Outdoor navigation systems designed for vehicles use global positioning system (GPS) signals to find position and find a route to a destination, both of which are expressed and displayed in terms of two-dimensional space. For outdoor navigation applications, determination of a vertical location, such as a level within a building, is unavailable. Further, for most outdoor land navigation, vertical location, such as level within a building, is irrelevant.
However if navigation is to be provided for a pedestrian within a building, requirements different from those present in outdoor navigation will present themselves, and the failure to fulfill these requirements has frustrated attempts to solve problems related to indoor navigation. If they can be accurately determined, floor levels in an indoor navigation system may be used to accurately guide the user from one part of a building on a first floor to a second part of a building on a different floor. Additionally, frequent updates to a vertical level will be needed to track changes in user location between levels.

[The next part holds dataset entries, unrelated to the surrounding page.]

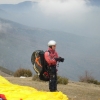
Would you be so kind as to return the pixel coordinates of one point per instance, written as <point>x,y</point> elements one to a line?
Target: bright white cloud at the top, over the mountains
<point>59,7</point>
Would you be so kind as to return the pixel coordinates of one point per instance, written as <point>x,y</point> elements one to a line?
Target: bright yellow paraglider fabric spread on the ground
<point>17,92</point>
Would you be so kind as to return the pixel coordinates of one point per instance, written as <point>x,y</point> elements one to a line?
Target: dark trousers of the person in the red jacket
<point>53,78</point>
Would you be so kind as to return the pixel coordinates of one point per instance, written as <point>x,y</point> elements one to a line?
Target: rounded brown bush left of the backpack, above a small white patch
<point>23,72</point>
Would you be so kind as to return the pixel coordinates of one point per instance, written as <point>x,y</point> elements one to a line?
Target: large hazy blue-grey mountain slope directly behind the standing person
<point>17,43</point>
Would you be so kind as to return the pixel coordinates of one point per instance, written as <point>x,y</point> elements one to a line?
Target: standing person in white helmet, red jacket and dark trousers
<point>50,56</point>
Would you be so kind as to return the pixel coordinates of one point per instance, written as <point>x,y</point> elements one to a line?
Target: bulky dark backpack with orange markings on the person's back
<point>40,65</point>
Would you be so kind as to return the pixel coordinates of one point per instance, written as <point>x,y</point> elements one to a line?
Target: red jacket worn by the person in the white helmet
<point>50,55</point>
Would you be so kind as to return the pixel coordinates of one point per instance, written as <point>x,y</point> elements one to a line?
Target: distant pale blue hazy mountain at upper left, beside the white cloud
<point>25,13</point>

Most if not all related-art systems suffer from problems of inaccuracy that compromise usability.
One of the common methods is measuring the strength radio signals on a floor level. Such radio signals are broadcast by WI-FI routers, IEEE 802.15.4 Wireless Sensor Networks or any other radio-transmitting device. The accuracy and performance of these signal strength methods are unsatisfactory, and additional problems arise with such techniques in that they will require a network set up in the building. Further some of the radio networks will require radio transmitters to be installed in pre-determined patterns to support floor detection. Such requirements immediately limit the use of radio network based methods to a handful of buildings. For example, these techniques are of limited value in exhibition halls or parking garages that have no permanent WI-FI networks installed.
An alternative, called, “fingerprinting,” is labor heavy in that it requires detailed survey of each and every floor. Effectively a ‘radio wave fingerprint’ of each and every floor is plotted from all possible locations on that floor level. Site survey is a manual process and therefore is costly and time consuming. Another disadvantage of fingerpring systems is that behaviour of transmitters change in a building over time, requiring site survey to be repeated periodically and user systems must be updated with new survey results.
Systems and methods that provide an accurate and updated determination of a vertical level within a building would provide a competitive advantage in the marketplace.